Comme Roger Lavergne, Camille Estephan se désole de ne pas être en mesure de monter un gala de boxe pour octobre à Shawinigan. Beaucoup d'efforts ont été investis ces dernières semaines afin de concocter une carte qui aurait pu servir de rampe de lancement à plusieurs galas en Mauricie.

«Mais, on a frappé un mur!», illustre le grand patron d'Eye of the Tiger Management, qui écarte toutefois tout conflit de personnalité avec Cameron Dunkin. 

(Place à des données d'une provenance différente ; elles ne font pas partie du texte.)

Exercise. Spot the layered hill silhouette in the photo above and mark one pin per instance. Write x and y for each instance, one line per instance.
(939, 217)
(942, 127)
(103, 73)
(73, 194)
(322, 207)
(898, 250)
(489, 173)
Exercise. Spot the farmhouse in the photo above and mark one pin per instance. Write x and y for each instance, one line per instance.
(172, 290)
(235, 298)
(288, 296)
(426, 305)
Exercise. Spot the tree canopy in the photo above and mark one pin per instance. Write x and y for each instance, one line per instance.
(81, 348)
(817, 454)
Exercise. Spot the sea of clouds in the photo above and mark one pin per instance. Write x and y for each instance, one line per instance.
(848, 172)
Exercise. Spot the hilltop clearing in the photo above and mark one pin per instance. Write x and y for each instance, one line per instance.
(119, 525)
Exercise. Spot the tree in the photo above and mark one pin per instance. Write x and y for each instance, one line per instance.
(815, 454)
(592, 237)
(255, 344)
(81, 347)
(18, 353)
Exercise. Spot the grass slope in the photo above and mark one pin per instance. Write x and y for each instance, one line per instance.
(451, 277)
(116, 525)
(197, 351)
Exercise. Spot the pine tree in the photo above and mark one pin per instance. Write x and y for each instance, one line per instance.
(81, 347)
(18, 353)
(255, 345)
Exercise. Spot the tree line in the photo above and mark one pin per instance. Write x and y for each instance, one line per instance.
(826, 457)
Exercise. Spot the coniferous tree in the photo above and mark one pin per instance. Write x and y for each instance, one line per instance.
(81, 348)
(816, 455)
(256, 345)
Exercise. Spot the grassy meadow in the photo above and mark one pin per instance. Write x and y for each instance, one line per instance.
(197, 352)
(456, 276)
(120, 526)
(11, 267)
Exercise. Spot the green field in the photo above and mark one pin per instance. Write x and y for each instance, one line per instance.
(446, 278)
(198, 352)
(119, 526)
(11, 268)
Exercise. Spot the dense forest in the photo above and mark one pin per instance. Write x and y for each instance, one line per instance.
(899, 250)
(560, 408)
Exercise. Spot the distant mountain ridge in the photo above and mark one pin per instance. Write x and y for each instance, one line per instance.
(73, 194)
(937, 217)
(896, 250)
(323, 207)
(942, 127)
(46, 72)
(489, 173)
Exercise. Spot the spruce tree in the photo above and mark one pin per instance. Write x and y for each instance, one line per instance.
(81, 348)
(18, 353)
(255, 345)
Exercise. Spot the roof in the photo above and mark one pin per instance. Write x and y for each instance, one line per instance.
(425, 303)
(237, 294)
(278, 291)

«Je me suis très peu impliqué dans le dossier Zewski, c'est Roger (Lavergne) qui a fait l'essentiel des démarches. Or il attend encore après le nom des adversaires que le gérant à Zewski devait suggérer! Ma compréhension, c'est que Dunkin avait tout simplement d'autres plans pour son boxeur. C'est très décevant, mais ce sont des choses qui peuvent arriver.»

Kean et Randy Johnson vont néanmoins se mesurer cet automne. 

«Reste à savoir où et quand. C'est clair que ce combat-là va avoir lieu. On va retravailler notre plan pour Simon, puis nous irons de l'avant. En Mauricie, ce n'est que partie remise», promet Estephan.